Saturday, 1 November 2014

...the great confusion


The great secret that all old people share is that you really haven't changed in seventy or eighty years. Your body changes, but you don't change at all. And that, of course, causes great confusion.      Doris Lessing


I’ve often said that I knew I was getting old when everyone under thirty began to look gorgeous to me: vital, tight-skinned, wobble-free creatures positively bubbling with beads of potential like a chilled Veuve under a cerulean sky. Dazzling— every one of them.

Soon after that, I started to sound like my mother.

And just lately, I’ve been emitting undignified grunts to accompany the ugly wincey faces I make as I lift the shopping into and out of the car.

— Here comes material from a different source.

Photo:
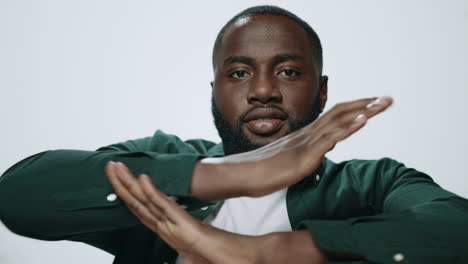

But over the past month, I’ve developed a whole new sense of my relative state of decrepitude. And yes, I do understand that age IS relative.

For one afternoon per week, fifteen Year 9 students have been ‘working’ with me as they clock up their community service hours at the museum where I, too, am a volunteer. Usually, I’m the youngest adult in the place. Don’t laugh. It’s true. Some of my co-workers even think I’m a groovy young tech-savvy chick with ideas and energy aplenty. Yep, I know, perceptions are relative too. Ours is a volunteer-run workplace that’s decidedly un-PC, bereft of funds, and filled with potentially dangerous items. So, herding coping with entertaining mentoring a tribe of teenagers in this environment was always going to be one of those euphemistic challenges.

 Naturally, having fifteen adolescent assistants ensured that I accomplished none of my own tasks. In fact, I lost more than twice the actual time of their visit because I had to plan, set up and then clean up after activities that I hoped would: a) engage them for more than two minutes, b) teach them something, c) be useful to the museum, d) vaguely fall within the expectation of the museum’s OH&S officer, and e) minimise any damage they might do to the collection or my delicate psychological state.

To be honest, it was more like sixteen adolescent assistants. The track-suit-clad teacher spent most of his time either chatting on his phone or bouncing around the museum punctuating his selfie-taking with ‘Awesome’ or ‘Wow’ or ‘This is soooo cool’. His enthusiasm far out-stripped his knowledge. I wondered how he was going to assess the museum-based assignment he’d set the kids when it was all news to him too.

Anyway, on the last of the student visits, the museum was also host to a group of two hundred Vietnam War veterans and their partners. When I told the kids this, they looked decidedly sans-gruntle. You see, the week prior, I had organised for one of the regular museum guides, a volunteer in his sixties, to come in and address them about topics in their assignment, and to show some of his photos of the era they were meant to be researching. It was a disaster.

As much as he wanted to share, they did not want – or were unable— to listen. They giggled and fidgeted and doodled on their books. They yawned and rolled their eyes. They texted each other: OMG DILLIGAS…like really...WTF… IMHO borrrrring...like when is this old guy gonna STFU ? One even put his head down on the table and went to sleep. And the teacher said nothing. He was too engrossed in what he was hearing and seeing to even notice. Grrrrrrrr

Me? An old-school-educator? You bet your dried-up whiteboard markers I am. My decrepitude factor elevated to such a hazardous level that I was in serious danger of uttering a sentence that began with the stultifying words, ‘In my day…’.

So, for their final visit, I had nervously set up a work area for my young charges that was highly visible, but tucked safely to one side of the building where they wouldn’t block the traffic of two hundred geriatrics with associated walking frames and wheelchairs. The kids were cleaning and labeling artifacts, and hand-painting small display easels. They were, indeed, happily engaged. They were also unaware that they were attracting a great deal of attention from the other guests. Before long, my fifteen assistants became a living exhibit.

An old gentleman wearing his war medals asked one for help with a digital camera. A conversation about the medals followed. Another asked a boy if he knew how the old telephone set he was cleaning operated, and then explained how. A woman in a hand-knitted cardigan sat down beside three girls who were working with fine paintbrushes and asked if they thought it was sexist that they were doing a delicate job while the boys worked with large objects. It was magic. Facades crumbled…No need for concern, nor even vague hesitancy. No confusion at all. Just people. Talking.